2002 Denver Annual Meeting (October 27-30, 2002)

Paper No. 22
Presentation Time: 1:30 PM-5:30 PM


SNYDER, Edward M., Institute for Environmental Studies, Shepherd College, Shepherdstown, WV 25443, HAGEMAN, Steven J., Department of Geology, Appalachian State Univ, Boone, NC 28608 and BLAKE, Daniel B., Department of Geology, Univ of Illinois, Urbana, IL 61801-2919, esnyder@shepherd.edu

In recent years, bryozoans have proven important to the study of organic evolution from the paleobiological perspective because of their complexity and abundance. Recent research has focused on the younger cheilostomes with Paleozoic bryozoans receiving limited emphasis and that largely on faunas of the earlier Paleozoic. It is important to further treat these epifaunal suspension-feeding faunas that dominated before the Mesozoic Marine Revolution.

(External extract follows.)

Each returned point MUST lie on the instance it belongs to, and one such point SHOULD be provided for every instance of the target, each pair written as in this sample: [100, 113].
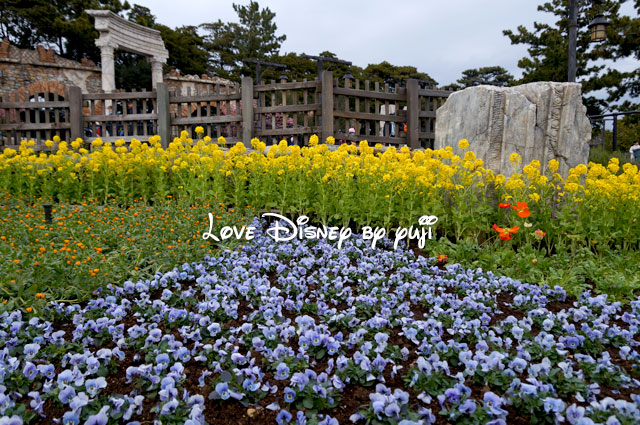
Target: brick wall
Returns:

The Middle Mississippian (Valmeyeran) Warsaw Formation of the upper Mississippi Valley contains a Paleozoic bryozoan "laboratory." About 64 bryozoan species are recognized, of which only the fenestrates (37 species) have received modern systematic treatment. The fauna also includes 20 branching (or dendroid) species assignable to the orders Cryptostomata and Trepostomata. The remainder includes about four cystoporates and one cyclostome. Fifteen of the dendroid species belong to five rhabdomesine families (representing the same phylogenetic branch as the fenestrates) whereas only five species of Trepostomata occur, perhaps all belonging to the family Stenoporidae. Limited trepostome presence in a rich Carboniferous fauna illustrates changing dominance through the Paleozoic. Although the fauna was carefully studied by E.O. Ulrich, one new genus and ten new species of dendroid bryozoans are recognized. Ongoing new taxon discovery in an intensively studied fauna suggests that even further additions can be expected.

Taxonomic analyses of Paleozoic bryozoans require use of both exterior and interior characters. Quantitative analyses document subtle but crucial aspects of morphology, variation, and species groupings comparable to that demonstrated earlier for Warsaw fenestrates. Zooecial characters (e.g. three-dimensional chamber form and dimensions; apertural shape and dimensions; septal and hemiseptal development and placement) and extrazooecial structures (e.g. stylet type, shape, and development; and metapore size, shape, and development) are quite consistent within species whereas zoarial characters (e.g. endozonal and exozonal thicknesses, branch width, branching frequency) are more variable, presumably reflecting astogenetic state and microenvironmental conditions.